Television keeps us in a constant stimulus state, and in a sustained state of inadequacy and personal desire. TV fools you into entertainment but robs you of your worth. Here are some tips for turning off your television:

  • Add deliberate purpose to your actions. Television is so pervasive that it’s almost effortless to connect to it. By unplugging from TV, you will be more in charge of your time. You will be more purposeful. Want to watch the Super Bowl? The Presidential debates? The Oscars? Daytona 500? You could still watch them, even if you had no TV at home, couldn’t you? We are not advocating a total, fanatical media black-out. We know what TV is, we just choose not to “do” it.
  • Move your TV to the closet. Yes, the closet. Or cover it with a sheet. Or put something in front of it. Or unplug it from the wall. If you’re not ready to throw away your television altogether, make your TV viewing more deliberate, less effortless. Make it more difficult to watch television — erect a barrier.
  • Find a medium that is less pervasive to you than TV. Get your news from the web. Watch DVDs on your laptop. But don’t replace one tube for another. Be aware of how you spend your time when not watching television. We’re coming to a time when the gap between TV and internet may disappear. The message is the same: Beware of becoming consumed and engrossed by the online generation.
  • Experience valuable choosing in your life. We fill our lives with value-less choices: Do I watch Lost or do I watch 24? Should I TiVo Desperate Housewives now or try to download it later? Stop making these choices. Instead, choose between goofing off and getting things done. Stop choosing how to goof off. Choose amongst values-based actions that add to your life instead.
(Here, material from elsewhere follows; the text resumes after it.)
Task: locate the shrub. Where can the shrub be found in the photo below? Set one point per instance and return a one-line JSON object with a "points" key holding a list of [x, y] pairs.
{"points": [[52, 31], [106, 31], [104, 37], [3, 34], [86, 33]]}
By turning off your television, your shopping patterns will change in time. You will not be facing the torrent of advertising hour after hour, nor will the TV culture be in the forefront of your mind day after day. We believe that by turning off the television, you’ll be on the path to saving more money than through any other action. NO-TV may be the first big step in breaking the cycle of consumerism in your life.

  • You’ll shop less.
  • You’ll feel better about your life.
  • You’ll be forced to take care of your children.
  • Which in turn will force you to evaluate what life choices you must make so that you’ll be better positioned to be a good parent than you are now.

If you’re mindful, and aware of your values, your life will begin to be filled with things that really matter to you.

Here are some other resources for learning how to live without television:

Thanks, Paul! I have a love-hate relationship with television. Some of my college research was into its effects on children. These effects are not good. Yet I enjoy certain shows immensely. However, I watch little broadcast TV, and rarely see ads. It’s certainly something I think about!